4. Eine Verletzung im Recht auf ein Verfahren vor dem gesetzlichen Richter nach Art83 Abs2 B-VG durch den angefochtenen Beschluss scheidet hier aus. Eine im Ergebnis zu Recht erfolgte Zurückweisung führt nämlich nicht dazu, dass die beschwerdeführende Partei in ihrem verfassungsgesetzlichen Recht auf ein Verfahren vor dem gesetzlichen Richter nach Art83 Abs2 B-VG verletzt wäre (vgl VfSlg 17.367/2004; VfGH 12.12.2018, E416/2018).
5. Das Verfahren hat auch nicht ergeben, dass die beschwerdeführende Partei in von ihr nicht geltend gemachten verfassungsgesetzlich gewährleisteten Rechten verletzt worden wäre.
6. Ob der angefochtenen Entscheidung auch darüber hinaus eine in jeder Hinsicht rechtsrichtige Anwendung einschlägiger Gesetzes- bzw Verordnungsbestimmungen zugrunde liegt, hat der Verfassungsgerichtshof nicht zu prüfen.
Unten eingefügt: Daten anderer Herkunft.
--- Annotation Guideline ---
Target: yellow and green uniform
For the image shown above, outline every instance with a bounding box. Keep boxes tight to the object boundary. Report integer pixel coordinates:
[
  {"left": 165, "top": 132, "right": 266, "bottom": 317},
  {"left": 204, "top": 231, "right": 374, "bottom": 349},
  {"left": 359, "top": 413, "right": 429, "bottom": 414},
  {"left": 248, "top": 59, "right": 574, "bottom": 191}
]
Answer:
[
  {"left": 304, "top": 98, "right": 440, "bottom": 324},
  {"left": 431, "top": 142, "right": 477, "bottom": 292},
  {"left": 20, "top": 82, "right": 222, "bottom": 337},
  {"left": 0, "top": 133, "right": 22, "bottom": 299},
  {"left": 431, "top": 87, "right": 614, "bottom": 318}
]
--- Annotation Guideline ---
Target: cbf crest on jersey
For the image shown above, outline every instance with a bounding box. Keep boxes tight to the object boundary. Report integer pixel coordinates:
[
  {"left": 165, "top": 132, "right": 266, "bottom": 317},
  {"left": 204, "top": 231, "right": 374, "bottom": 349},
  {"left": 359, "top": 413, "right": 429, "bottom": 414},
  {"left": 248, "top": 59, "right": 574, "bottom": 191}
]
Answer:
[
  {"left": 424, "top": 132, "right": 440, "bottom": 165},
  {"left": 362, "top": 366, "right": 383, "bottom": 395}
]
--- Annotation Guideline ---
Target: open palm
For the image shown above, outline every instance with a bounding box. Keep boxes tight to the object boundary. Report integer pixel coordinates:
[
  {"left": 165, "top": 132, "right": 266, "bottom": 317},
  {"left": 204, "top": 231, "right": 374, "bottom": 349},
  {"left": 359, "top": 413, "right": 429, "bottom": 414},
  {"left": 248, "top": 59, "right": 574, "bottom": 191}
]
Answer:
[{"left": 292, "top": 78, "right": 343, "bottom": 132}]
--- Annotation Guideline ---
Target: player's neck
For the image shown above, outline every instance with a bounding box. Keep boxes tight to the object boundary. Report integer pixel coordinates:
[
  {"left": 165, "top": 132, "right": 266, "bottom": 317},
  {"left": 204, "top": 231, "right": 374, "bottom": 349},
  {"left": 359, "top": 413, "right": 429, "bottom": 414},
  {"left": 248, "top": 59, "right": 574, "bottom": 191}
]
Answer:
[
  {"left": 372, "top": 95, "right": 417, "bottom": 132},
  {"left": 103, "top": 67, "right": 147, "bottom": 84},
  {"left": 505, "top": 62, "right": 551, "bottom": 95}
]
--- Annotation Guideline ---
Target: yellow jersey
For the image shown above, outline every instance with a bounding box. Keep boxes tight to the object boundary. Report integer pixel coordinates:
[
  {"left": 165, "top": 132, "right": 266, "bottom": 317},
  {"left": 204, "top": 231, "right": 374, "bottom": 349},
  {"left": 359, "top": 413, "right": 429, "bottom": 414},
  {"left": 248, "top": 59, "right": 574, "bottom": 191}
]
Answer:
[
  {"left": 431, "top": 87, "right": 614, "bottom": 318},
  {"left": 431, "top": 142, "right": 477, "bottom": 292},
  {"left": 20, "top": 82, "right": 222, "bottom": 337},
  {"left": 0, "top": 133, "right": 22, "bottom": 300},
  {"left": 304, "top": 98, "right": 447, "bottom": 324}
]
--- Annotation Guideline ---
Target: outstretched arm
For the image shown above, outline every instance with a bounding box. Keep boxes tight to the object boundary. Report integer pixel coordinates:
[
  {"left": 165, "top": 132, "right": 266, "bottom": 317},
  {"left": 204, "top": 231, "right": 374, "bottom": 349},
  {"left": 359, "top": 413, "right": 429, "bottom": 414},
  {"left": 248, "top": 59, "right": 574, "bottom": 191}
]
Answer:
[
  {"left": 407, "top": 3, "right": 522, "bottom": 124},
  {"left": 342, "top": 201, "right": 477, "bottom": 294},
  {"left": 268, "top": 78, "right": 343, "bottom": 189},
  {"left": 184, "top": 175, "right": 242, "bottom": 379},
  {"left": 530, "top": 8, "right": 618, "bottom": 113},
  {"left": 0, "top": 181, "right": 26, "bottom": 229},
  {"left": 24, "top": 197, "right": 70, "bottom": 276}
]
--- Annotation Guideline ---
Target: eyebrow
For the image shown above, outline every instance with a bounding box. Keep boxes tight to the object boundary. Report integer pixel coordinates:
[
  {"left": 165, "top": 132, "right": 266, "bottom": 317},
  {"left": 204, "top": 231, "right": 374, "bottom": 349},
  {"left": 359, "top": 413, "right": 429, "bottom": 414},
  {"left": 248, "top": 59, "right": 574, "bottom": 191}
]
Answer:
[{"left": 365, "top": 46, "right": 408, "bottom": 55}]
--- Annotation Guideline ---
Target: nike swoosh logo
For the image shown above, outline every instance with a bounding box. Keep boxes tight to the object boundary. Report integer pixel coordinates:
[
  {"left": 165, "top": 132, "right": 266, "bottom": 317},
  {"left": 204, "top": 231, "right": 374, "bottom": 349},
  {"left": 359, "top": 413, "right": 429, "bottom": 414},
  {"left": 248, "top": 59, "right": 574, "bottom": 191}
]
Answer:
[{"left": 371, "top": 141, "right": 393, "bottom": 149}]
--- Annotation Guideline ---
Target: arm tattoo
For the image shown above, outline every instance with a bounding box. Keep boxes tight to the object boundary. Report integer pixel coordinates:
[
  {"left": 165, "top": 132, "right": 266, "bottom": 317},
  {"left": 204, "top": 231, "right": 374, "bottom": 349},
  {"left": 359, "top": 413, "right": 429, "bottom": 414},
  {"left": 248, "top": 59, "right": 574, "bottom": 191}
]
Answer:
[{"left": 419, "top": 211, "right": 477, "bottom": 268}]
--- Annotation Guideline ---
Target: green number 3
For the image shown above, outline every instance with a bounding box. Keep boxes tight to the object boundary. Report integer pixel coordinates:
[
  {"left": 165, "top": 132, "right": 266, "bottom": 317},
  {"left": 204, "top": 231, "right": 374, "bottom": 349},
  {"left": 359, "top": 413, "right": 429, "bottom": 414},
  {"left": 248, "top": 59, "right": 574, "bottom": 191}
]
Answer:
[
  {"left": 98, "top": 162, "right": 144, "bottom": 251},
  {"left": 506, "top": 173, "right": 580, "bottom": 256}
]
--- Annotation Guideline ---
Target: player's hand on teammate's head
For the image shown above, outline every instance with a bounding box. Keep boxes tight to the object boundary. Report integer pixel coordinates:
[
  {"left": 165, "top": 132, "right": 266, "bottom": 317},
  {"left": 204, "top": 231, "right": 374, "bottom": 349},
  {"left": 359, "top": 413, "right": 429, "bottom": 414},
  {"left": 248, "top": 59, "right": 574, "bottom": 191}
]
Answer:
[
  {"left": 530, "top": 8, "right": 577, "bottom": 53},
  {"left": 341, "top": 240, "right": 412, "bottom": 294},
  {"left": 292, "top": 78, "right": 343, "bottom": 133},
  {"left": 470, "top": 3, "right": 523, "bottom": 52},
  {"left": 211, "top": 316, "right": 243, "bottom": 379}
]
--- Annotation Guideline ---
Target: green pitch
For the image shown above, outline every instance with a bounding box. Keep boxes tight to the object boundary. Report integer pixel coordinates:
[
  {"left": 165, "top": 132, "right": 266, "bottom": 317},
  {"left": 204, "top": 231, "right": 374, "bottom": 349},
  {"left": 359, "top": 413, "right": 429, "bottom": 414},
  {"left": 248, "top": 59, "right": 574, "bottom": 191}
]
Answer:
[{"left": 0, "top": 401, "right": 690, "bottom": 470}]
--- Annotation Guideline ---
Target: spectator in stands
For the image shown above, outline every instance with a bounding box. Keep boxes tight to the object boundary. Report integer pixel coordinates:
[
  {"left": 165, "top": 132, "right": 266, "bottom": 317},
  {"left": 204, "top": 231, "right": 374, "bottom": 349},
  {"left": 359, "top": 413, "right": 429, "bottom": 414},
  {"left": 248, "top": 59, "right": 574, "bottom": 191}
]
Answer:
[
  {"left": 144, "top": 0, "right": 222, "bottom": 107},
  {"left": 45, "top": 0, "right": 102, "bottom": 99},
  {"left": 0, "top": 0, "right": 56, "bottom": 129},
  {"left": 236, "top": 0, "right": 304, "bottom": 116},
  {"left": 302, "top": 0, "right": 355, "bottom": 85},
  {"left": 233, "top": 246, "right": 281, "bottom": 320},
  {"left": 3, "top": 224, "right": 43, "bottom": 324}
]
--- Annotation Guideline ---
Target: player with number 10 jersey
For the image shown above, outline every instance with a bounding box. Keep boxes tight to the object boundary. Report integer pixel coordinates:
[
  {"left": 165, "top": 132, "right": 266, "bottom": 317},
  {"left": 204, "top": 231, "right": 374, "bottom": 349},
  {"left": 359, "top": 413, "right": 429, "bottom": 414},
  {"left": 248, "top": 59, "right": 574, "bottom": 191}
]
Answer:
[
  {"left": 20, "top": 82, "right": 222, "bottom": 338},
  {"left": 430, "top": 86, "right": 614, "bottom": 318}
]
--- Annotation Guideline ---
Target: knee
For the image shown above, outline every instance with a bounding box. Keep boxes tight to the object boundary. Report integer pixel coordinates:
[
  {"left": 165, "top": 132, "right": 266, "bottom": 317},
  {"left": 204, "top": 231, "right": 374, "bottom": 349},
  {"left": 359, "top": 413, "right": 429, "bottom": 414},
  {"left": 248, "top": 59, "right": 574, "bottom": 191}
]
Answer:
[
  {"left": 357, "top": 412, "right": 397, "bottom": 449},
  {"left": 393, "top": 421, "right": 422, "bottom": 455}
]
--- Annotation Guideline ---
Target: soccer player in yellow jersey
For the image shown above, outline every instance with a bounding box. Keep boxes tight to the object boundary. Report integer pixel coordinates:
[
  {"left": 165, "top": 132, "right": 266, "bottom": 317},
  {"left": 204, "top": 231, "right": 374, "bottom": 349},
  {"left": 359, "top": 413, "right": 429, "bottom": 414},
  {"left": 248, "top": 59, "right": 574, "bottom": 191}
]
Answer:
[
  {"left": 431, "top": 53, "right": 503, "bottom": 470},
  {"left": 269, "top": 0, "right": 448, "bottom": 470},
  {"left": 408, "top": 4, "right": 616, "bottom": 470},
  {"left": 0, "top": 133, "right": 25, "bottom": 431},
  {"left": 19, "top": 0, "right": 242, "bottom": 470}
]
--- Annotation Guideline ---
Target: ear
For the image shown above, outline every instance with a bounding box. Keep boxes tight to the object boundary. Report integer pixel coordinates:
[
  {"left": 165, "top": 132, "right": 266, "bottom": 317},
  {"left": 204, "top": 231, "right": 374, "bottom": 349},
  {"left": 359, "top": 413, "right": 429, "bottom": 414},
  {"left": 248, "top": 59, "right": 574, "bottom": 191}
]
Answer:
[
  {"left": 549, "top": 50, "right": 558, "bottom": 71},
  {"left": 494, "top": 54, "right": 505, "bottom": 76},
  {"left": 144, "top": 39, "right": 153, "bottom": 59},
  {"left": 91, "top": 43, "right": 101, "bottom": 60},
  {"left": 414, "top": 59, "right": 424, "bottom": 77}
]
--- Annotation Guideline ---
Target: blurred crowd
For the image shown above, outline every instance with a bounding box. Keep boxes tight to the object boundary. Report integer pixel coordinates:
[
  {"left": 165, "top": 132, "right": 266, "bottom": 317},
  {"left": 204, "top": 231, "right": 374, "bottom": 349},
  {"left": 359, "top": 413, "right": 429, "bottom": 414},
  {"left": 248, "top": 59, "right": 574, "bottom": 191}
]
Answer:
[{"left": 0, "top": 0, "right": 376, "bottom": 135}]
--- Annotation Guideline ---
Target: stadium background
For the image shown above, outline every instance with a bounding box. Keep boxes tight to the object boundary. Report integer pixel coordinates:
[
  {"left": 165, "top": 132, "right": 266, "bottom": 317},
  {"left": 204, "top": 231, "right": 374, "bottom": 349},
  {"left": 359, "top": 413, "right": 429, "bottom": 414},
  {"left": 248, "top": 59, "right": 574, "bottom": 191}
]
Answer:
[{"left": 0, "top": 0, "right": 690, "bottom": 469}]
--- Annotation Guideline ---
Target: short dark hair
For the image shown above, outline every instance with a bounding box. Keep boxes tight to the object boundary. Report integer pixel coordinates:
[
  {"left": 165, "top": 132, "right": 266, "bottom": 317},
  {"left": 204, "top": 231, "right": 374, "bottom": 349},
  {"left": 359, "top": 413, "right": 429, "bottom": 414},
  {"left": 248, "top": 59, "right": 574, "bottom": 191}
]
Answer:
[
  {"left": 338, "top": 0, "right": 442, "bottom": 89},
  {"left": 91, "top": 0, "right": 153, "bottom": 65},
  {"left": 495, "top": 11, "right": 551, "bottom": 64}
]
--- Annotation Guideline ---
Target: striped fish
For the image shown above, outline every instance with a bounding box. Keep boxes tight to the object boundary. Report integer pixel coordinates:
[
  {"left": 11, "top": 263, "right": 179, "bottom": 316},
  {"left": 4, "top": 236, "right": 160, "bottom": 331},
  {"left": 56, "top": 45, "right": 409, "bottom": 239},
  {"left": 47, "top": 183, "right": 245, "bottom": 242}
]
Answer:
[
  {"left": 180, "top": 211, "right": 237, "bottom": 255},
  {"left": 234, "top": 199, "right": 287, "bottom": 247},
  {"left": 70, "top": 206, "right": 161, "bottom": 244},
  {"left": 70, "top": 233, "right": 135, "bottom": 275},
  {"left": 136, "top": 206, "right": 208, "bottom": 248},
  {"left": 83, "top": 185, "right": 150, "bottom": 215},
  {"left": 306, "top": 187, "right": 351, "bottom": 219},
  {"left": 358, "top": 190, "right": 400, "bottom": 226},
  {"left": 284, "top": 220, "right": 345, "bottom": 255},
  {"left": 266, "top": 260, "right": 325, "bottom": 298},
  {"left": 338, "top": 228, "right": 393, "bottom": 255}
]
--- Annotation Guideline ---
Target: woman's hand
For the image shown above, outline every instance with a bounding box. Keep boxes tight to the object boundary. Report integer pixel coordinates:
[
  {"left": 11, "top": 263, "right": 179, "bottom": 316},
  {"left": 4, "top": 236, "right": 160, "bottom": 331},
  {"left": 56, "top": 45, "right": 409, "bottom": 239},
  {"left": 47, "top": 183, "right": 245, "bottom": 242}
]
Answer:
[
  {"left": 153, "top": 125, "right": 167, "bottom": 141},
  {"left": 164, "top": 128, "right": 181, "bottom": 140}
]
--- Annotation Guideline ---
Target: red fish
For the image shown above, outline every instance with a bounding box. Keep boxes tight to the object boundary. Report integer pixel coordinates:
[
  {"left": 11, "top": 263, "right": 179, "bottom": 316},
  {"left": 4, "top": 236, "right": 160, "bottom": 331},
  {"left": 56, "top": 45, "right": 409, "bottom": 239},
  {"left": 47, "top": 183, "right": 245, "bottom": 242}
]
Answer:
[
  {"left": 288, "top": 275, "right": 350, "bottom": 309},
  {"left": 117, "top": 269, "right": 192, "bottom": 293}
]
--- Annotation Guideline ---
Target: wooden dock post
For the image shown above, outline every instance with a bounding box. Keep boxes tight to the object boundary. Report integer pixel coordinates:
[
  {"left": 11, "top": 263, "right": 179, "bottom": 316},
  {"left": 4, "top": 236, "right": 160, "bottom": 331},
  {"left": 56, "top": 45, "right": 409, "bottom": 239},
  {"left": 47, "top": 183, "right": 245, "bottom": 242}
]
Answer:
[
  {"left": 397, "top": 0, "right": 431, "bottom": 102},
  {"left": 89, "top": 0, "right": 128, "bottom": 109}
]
7. Die Beschwerde ist daher abzuweisen.
III. Ergebnis
1. Die behauptete Verletzung des verfassungsgesetzlich gewährleisteten Rechtes auf ein Verfahren vor dem gesetzlichen Richter nach Art83 Abs2 B-VG hat sohin nicht stattgefunden.
2. Das Verfahren hat auch nicht ergeben, dass die beschwerdeführende Partei in von ihr nicht geltend gemachten verfassungsgesetzlich gewährleisteten Rechten verletzt wurde.
3. Die Beschwerde ist daher abzuweisen.
4. Der beschwerdeführenden Partei waren die beantragten Prozesskosten nicht zuzusprechen. Das amtswegige, zur Aufhebung von Bestimmungen des ÄrzteG 1998 sowie der Bearbeitungsgebührenverordnung 2014 – übertragener Wirkungsbereich samt Anhang führende Gesetzes- und Verordnungsprüfungsverfahren ist nämlich von der beschwerdeführenden Partei nicht angeregt worden (vgl VfSlg 12.188/1991).
5. Diese Entscheidung konnte gemäß §19 Abs4 VfGG ohne mündliche Verhandlung in nichtöffentlicher Sitzung getroffen werden.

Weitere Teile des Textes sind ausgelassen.